Trustee Kay Davis spoke for a majority of the board in saying that long-range plans will be drawn up during the upcoming year for a Tagalog curriculum. Davis said that Bell might want to offer first- and second-year Tagalog while Morse might offer three years of the language to strengthen student transcripts for college.

Bruhn of Bell said she foresees second-year Tagalog at her school within a year or two. Beverly Foster, area superintendent for the Bell and Morse area (and no relation to Principal Foster), said Tuesday that Morse administrators “are receptive” to first- and second-year Tagalog at their school starting in the fall of 1990, which will allow more time for planning.

“That will allow us to have the benefits from the model and will make it easier for non-Filipino students to have a chance to take the language as well,” Beverly Foster said.

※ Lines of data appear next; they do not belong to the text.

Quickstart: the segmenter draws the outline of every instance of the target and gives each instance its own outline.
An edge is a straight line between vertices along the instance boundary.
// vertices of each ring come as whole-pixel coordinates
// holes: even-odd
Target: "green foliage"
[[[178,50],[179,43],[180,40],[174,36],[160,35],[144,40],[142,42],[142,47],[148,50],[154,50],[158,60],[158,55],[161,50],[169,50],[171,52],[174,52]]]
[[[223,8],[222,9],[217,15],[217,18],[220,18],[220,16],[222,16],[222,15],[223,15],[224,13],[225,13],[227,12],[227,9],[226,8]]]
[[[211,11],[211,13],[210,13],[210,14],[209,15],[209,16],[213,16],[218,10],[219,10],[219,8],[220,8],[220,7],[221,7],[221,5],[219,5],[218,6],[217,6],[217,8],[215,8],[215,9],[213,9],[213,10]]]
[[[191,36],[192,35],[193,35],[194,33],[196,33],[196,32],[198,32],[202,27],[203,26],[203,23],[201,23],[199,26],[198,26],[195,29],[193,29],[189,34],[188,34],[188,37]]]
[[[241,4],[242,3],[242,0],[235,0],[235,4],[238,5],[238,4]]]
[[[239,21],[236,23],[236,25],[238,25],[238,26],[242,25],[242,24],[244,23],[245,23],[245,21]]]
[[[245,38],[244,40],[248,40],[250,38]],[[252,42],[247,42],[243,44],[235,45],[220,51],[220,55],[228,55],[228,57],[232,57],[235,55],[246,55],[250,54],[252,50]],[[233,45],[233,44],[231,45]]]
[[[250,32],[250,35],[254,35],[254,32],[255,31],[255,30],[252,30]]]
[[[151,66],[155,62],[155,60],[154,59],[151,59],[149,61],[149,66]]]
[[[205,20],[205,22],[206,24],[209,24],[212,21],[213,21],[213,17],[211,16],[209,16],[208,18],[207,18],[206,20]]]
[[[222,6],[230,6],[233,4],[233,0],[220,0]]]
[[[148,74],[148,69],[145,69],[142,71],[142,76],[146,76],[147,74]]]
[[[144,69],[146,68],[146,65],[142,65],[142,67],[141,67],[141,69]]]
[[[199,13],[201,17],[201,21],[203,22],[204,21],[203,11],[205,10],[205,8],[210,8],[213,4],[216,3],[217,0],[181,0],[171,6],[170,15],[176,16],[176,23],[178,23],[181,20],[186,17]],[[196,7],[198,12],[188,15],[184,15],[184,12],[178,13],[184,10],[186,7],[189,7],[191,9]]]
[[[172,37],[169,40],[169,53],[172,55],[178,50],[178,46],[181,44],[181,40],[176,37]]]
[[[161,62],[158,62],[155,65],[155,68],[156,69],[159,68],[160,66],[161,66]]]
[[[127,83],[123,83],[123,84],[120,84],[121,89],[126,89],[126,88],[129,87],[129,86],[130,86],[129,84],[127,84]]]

She said also that the Morse principal probably did not consider Tagalog a “high priority” for this fall because of the need to implement the district’s new core curriculum on a schoolwide basis next year.

That core curriculum will require all students to take college-preparatory English, math/science and social studies courses to improve the overall level of high school study. It is forcing principals at all secondary schools to be more selective about what elective courses are offered in language and fine arts.

“Also, let’s face it, nobody likes to be pressured into offering a particular course,” Beverly Foster said, “and this got caught up in community tensions.”